Sa gorge se serra. Les mots se bloquèrent.
— Pourquoi ? murmura-t-il.
La silhouette tourna lentement la tête vers la maison.
— Je ne suis pas venu pour toi, jeune loup. Pas cette nuit. Mais souviens-toi : la mort ne frappe pas toujours ceux qu'elle rencontre. Parfois, elle vient prévenir. Ton avenir ici... Des choix, il faudra en faire. Seulement certains ne t'appartiendront jamais.
Le froid lui coupa le souffle.
— Qu'est-ce que... qu'est-ce que ça veut dire ?
L'Ankou ne lui répondit pas. Son chariot s'éloignait déjà. Les roues grinçaient, grinçaient, puis se perdirent dans la brume.
Il resta là, figé, incapable de bouger. Le silence était total, à part son cœur, qui cognait pour se faire entendre.

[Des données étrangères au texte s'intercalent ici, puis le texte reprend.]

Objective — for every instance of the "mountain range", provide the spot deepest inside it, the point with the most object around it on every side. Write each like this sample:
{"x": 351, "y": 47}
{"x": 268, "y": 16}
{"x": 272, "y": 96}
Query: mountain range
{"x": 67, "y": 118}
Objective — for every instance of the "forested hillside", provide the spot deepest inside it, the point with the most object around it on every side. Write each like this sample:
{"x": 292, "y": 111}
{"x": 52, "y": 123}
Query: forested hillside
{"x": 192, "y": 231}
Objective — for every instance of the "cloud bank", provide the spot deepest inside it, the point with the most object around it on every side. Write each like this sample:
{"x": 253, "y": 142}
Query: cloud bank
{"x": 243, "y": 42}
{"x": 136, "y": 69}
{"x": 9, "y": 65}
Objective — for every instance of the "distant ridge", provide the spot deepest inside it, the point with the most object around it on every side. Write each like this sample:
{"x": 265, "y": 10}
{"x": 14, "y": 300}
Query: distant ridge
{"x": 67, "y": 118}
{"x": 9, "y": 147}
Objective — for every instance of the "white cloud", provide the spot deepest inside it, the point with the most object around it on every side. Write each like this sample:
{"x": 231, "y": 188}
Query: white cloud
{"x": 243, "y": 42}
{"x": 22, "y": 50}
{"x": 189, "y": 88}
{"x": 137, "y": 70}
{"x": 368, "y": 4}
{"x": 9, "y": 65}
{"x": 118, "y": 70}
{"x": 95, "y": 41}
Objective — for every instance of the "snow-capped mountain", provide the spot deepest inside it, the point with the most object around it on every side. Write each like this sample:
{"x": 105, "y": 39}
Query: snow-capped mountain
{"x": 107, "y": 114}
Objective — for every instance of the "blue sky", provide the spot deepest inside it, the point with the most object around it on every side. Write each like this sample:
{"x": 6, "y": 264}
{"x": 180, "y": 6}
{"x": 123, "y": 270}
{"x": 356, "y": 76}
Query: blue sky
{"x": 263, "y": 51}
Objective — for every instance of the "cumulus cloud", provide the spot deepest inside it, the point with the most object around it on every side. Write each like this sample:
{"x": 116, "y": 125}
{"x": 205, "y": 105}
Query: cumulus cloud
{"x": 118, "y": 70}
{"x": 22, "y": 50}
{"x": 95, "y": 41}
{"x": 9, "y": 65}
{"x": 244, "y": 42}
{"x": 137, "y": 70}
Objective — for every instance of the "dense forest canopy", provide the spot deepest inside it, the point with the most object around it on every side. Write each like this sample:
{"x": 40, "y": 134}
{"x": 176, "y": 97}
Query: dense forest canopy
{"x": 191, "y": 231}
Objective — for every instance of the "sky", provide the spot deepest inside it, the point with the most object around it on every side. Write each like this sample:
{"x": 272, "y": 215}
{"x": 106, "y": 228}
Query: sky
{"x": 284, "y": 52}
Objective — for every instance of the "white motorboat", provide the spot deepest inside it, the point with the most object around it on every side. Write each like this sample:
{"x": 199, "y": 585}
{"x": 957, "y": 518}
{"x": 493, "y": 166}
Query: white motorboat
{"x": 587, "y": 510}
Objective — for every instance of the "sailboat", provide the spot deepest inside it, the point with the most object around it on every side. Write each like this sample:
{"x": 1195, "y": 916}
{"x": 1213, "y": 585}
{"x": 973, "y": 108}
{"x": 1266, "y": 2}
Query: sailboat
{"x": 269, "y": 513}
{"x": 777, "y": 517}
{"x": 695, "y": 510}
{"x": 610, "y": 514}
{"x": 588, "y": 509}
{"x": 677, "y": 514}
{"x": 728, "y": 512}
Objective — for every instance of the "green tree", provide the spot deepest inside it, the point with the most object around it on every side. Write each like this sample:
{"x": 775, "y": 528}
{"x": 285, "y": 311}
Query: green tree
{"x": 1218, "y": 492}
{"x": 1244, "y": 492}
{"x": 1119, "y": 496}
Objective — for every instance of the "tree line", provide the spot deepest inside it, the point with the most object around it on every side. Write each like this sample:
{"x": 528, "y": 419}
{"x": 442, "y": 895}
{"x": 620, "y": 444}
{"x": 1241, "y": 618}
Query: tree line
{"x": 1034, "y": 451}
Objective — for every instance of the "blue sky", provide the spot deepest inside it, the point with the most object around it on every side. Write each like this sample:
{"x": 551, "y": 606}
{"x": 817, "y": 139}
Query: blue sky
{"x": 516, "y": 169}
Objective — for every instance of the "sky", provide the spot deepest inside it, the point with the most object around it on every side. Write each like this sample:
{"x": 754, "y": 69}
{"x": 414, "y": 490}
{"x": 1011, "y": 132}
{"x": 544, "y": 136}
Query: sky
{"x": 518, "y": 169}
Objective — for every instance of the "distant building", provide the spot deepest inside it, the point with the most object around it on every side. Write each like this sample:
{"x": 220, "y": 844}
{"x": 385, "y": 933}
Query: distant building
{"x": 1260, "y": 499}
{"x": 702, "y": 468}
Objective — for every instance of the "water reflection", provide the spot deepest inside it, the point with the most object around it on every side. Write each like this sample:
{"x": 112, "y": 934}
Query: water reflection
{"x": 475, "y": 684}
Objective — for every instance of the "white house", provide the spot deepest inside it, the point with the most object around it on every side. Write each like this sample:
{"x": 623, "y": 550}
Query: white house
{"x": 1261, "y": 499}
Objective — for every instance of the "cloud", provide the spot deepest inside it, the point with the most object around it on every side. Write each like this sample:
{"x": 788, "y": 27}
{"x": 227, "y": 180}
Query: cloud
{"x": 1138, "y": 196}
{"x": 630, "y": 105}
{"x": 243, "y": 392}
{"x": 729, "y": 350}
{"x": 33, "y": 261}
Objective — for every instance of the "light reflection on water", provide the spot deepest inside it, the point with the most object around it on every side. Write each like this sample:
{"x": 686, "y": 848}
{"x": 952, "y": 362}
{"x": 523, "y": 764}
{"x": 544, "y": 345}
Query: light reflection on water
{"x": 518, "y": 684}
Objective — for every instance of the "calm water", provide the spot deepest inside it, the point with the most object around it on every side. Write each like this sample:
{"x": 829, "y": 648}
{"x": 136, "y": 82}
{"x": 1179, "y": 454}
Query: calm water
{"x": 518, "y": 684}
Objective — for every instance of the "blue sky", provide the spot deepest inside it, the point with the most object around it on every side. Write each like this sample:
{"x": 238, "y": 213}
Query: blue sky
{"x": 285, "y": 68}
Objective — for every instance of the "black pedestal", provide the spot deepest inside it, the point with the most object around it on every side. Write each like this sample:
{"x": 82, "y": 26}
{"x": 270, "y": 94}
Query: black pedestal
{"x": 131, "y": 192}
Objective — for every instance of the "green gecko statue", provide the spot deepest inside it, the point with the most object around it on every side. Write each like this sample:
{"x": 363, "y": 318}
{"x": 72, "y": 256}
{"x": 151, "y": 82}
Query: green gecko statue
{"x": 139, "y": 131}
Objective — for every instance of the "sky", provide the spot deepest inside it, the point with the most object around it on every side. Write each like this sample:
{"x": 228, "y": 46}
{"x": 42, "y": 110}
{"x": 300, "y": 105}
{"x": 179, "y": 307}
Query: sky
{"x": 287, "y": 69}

Il finit par reculer, lentement, puis, par rentrer. La maison se découpait dans l'obscurité, ses vitres aux rideaux blancs étaient des yeux ouverts. Il referma doucement la porte, y appuya le front un instant.
Il ne savait pas ce qu'il venait de voir. Pas vraiment. Mais il savait une chose : ici, rien n'était sûr.